As you grow your author business, there are two things you need to do to make the big bucks:
- Evaluate your results regularly. Data is your friend. It’s what will tell what’s working and what isn’t. However, if something isn’t working, consider tweaking or assessing why. Maybe you need to make a simple change to get results. So don’t abandon a strategy without determining if you can make it work.
- Keep on top of new trends in book marketing. Things that worked last year, may not work this year. There might be a brand new service or idea (i.e. BookTok) that you should consider. Staying active in author marketing resources, especially romance ones, will help you keep on top of what is working and not working for others.
So, where I’m I spending my time?
I currently have 12 books published (plus a novella), with new releases in May and August.

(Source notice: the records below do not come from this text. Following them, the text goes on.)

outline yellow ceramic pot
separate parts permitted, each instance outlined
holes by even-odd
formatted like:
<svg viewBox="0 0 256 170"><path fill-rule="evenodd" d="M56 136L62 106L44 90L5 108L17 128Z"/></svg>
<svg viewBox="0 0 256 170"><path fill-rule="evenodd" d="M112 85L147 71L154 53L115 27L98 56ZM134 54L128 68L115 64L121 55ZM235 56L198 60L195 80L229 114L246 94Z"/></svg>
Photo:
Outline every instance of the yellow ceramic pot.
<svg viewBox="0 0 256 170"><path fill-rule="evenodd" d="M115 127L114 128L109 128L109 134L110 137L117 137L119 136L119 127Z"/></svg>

For the last year or so, I’ve been focused mostly on building my list, which I do mostly through social media and Bookfunnel giveaways. When I’m at events, I have a paper on a clipboard where people can sign up for my list as well.
I ran FB ads for nearly year, but stopped because results weren’t as great as I’d hoped. With that said, I recently started a new ad for my next release. I’ve also been looking at trying Amazon ads.
I’ve just hired a new PA who tells me her other clients are having success with FB takeovers and Bookbub, so I’ll be making room for that. But as I add a new strategy, I take my baseline stats so I can know what new efforts are making a difference.
Writing a book is hard, but selling it is harder (I think). It’s important to see author success as a marathon. It might look like some authors hit the bullseye on first try, but even those who say they were shot to success will tell you they were working hard on all the things, until the one thing bumped them to the next level. The question you have to figure out is the “one thing” that will propel you to the next level?